The overlap with Mustang Panda's recent TONESHELL campaigns suggests possible coordination or shared resources within Chinese state-sponsored cyber operations, though Unit 42 stops short of claiming organizational links.

Detection Challenges

Phantom Taurus presents significant detection challenges:

1. Fileless execution keeps primary malware in memory
2. Legitimate process injection hides within w3wp.exe
3. Custom tooling avoids signature-based detection
4. AMSI/ETW bypasses blind endpoint security tools

The group also employs timestomping to modify file metadata and uses common tools like China Chopper, the Potato privilege escalation suite, and Impacket—blending malicious activity with techniques used by penetration testers worldwide.

Indicators of Compromise

Unit 42 published SHA256 hashes for key NET-STAR components:

Component	SHA256
IIServerCore	eeed5530fa1cdeb69398dc058aaa01160eab15d4dcdcd6cb841240987db284dc
AssemblyExecuter V1	3e55bf8ecaeec65871e6fca4cb2d4ff2586f83a20c12977858348492d2d0dec4
AssemblyExecuter V2	afcb6289a4ef48bf23bab16c0266f765fab8353d5e1b673bd6e39b315f83676e

Organizations running IIS servers in targeted sectors should hunt for these hashes and audit for OutlookEN.aspx or similar web shells in web-accessible directories.

Why This Matters

Phantom Taurus represents the operational maturity of Chinese cyber espionage. The group's methodical approach—custom tooling, in-memory execution, careful target selection—reflects lessons learned from years of APT operations where noisier tactics led to exposure and attribution.

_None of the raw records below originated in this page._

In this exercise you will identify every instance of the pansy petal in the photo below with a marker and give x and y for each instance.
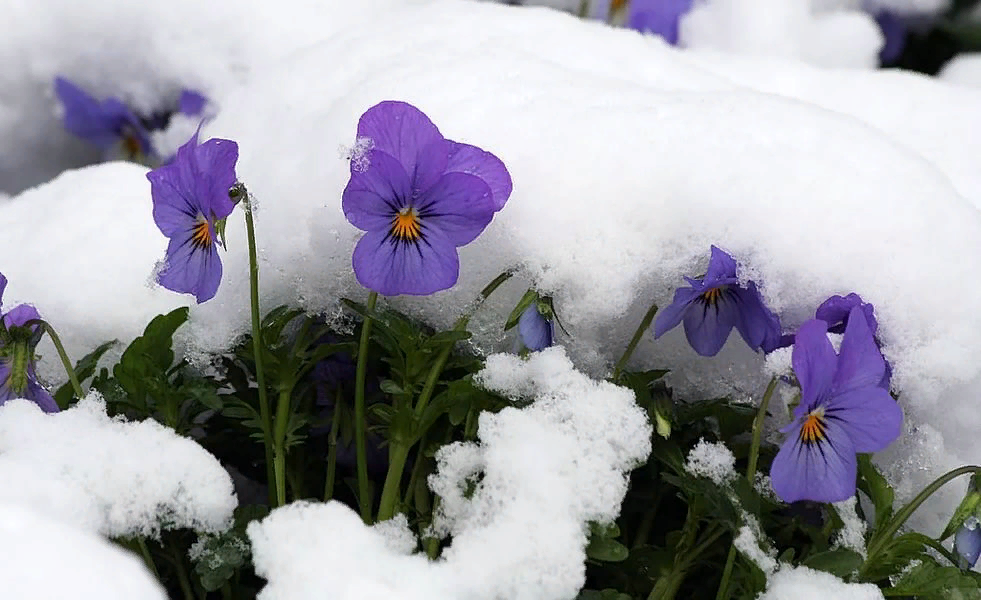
(755, 323)
(658, 16)
(459, 205)
(391, 267)
(400, 130)
(474, 161)
(708, 327)
(537, 332)
(814, 361)
(190, 269)
(173, 210)
(215, 161)
(669, 317)
(373, 195)
(860, 363)
(819, 471)
(870, 417)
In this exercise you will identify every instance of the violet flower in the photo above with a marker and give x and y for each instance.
(842, 411)
(712, 305)
(18, 375)
(190, 197)
(967, 543)
(109, 125)
(418, 197)
(660, 17)
(535, 328)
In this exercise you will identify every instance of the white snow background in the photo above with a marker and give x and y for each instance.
(629, 158)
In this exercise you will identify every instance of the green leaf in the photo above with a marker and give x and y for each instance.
(606, 550)
(875, 486)
(840, 563)
(84, 369)
(526, 300)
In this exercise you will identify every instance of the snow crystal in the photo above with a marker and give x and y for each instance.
(712, 460)
(545, 472)
(802, 583)
(107, 475)
(43, 558)
(852, 534)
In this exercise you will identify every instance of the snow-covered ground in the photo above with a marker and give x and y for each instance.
(629, 158)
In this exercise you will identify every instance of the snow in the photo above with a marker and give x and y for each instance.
(76, 564)
(963, 69)
(570, 451)
(107, 475)
(802, 583)
(712, 460)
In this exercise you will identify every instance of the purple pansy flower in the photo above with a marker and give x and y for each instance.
(842, 411)
(109, 125)
(418, 196)
(967, 543)
(190, 196)
(660, 17)
(536, 331)
(894, 31)
(18, 375)
(716, 303)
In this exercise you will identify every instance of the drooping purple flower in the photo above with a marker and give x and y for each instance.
(894, 31)
(842, 411)
(967, 543)
(712, 305)
(109, 125)
(190, 196)
(660, 17)
(535, 329)
(18, 376)
(418, 197)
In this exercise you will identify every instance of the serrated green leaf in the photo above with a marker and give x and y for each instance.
(840, 563)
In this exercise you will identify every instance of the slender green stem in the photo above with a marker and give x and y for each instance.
(260, 375)
(884, 536)
(754, 450)
(364, 492)
(76, 386)
(279, 441)
(182, 574)
(332, 448)
(638, 335)
(147, 557)
(397, 455)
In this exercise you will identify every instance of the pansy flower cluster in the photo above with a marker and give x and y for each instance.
(113, 127)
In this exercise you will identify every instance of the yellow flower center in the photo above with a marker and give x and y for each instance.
(201, 234)
(406, 225)
(711, 296)
(813, 430)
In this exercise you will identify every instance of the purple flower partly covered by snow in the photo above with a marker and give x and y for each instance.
(660, 17)
(109, 125)
(842, 411)
(190, 197)
(18, 375)
(418, 196)
(712, 305)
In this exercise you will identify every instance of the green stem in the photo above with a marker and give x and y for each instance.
(364, 492)
(76, 386)
(279, 440)
(884, 536)
(397, 455)
(754, 449)
(332, 448)
(260, 376)
(182, 574)
(645, 323)
(147, 558)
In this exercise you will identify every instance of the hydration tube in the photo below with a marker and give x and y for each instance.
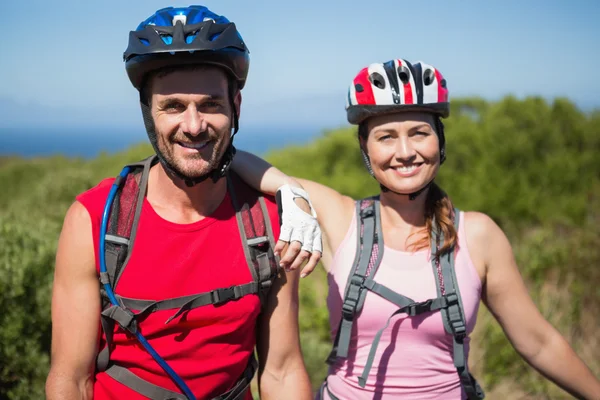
(111, 195)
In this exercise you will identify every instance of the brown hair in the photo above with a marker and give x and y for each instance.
(437, 205)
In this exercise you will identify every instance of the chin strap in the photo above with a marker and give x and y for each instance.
(413, 195)
(218, 172)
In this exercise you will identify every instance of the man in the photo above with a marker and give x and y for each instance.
(183, 318)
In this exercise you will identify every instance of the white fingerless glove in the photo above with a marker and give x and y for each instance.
(296, 224)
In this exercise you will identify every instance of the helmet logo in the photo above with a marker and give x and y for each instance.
(179, 18)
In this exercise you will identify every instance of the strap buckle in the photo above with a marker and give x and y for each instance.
(419, 308)
(348, 309)
(223, 295)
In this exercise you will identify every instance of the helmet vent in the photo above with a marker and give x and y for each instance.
(428, 77)
(377, 80)
(403, 74)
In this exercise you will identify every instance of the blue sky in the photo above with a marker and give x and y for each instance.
(61, 61)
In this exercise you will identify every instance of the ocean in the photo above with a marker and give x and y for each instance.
(89, 142)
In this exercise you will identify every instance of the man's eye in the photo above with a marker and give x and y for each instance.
(174, 107)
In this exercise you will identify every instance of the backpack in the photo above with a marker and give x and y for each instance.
(368, 256)
(120, 221)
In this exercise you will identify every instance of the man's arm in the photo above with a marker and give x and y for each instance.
(281, 369)
(75, 310)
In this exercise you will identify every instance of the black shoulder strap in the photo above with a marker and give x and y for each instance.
(453, 315)
(120, 234)
(256, 233)
(369, 252)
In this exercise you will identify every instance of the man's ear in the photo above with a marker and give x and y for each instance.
(237, 102)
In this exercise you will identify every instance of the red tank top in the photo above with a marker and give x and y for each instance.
(209, 347)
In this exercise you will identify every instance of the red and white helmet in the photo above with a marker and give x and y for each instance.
(396, 85)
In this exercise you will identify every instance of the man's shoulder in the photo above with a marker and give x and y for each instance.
(94, 198)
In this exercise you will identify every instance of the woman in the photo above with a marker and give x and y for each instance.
(408, 252)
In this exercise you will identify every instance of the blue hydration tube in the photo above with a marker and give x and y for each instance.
(111, 195)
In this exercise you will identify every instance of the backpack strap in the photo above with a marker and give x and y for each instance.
(256, 234)
(154, 392)
(369, 252)
(453, 316)
(123, 220)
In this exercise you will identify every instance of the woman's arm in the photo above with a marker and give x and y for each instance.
(334, 210)
(506, 296)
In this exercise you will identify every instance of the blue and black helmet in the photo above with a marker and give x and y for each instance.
(185, 36)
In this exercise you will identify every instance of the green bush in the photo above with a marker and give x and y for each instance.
(529, 164)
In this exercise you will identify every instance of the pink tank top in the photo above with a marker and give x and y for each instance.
(414, 356)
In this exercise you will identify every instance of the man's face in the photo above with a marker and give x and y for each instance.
(192, 117)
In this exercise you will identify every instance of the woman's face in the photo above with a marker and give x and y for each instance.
(404, 150)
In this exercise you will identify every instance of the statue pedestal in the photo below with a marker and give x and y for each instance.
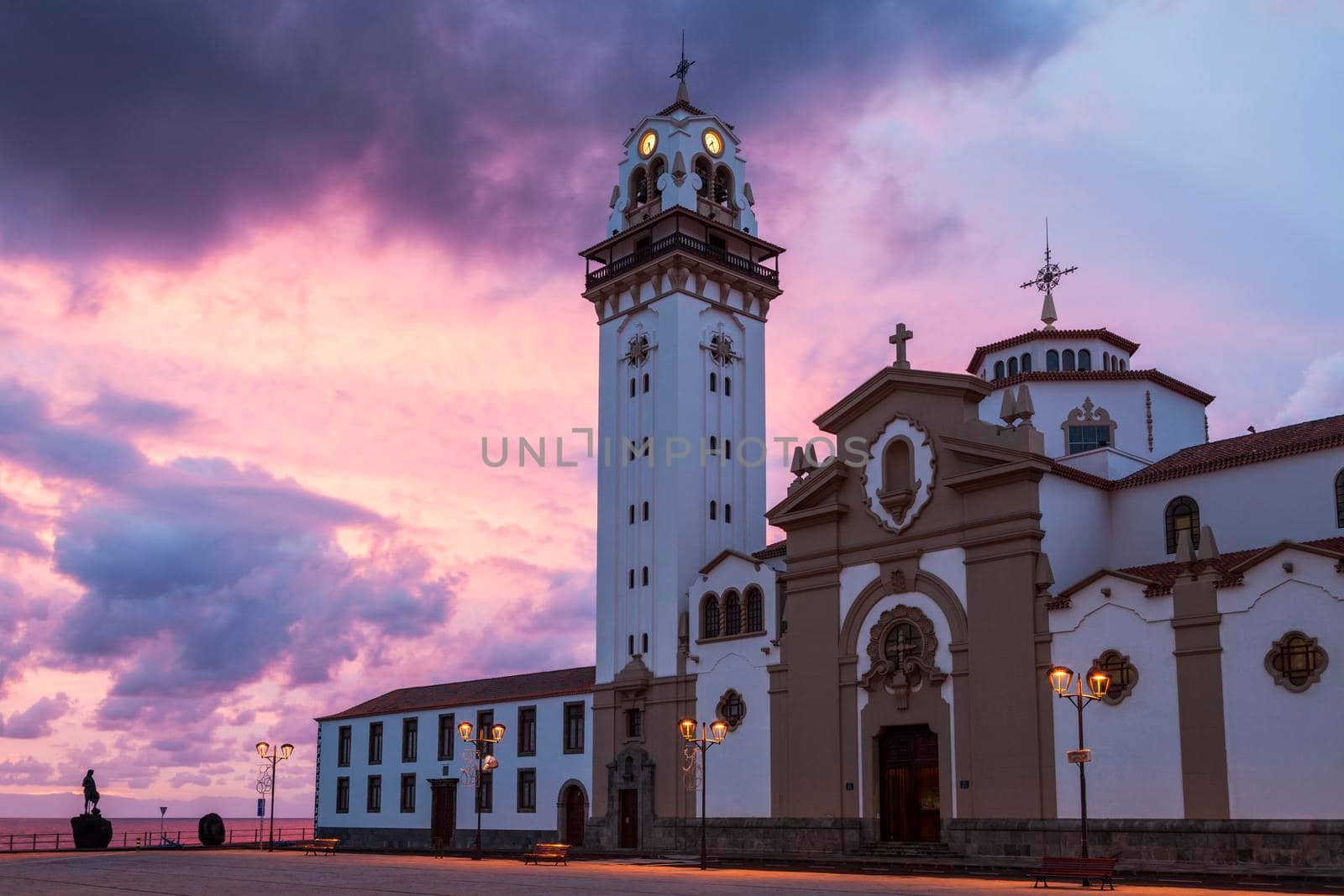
(92, 831)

For defenders in government, diplomatic, and telecommunications sectors across Africa, the Middle East, and Asia, this disclosure provides concrete IOCs and TTPs to hunt for. The shift toward database theft rather than email access also signals that organizations should extend monitoring beyond mail servers to include database activity and large data exports.

The overlap with other Chinese APTs suggests this is one node in a broader state-sponsored ecosystem. Understanding Phantom Taurus helps map that ecosystem, but the more uncomfortable truth is that similar groups likely remain undocumented, operating with equal sophistication in sectors and regions not yet examined by threat researchers.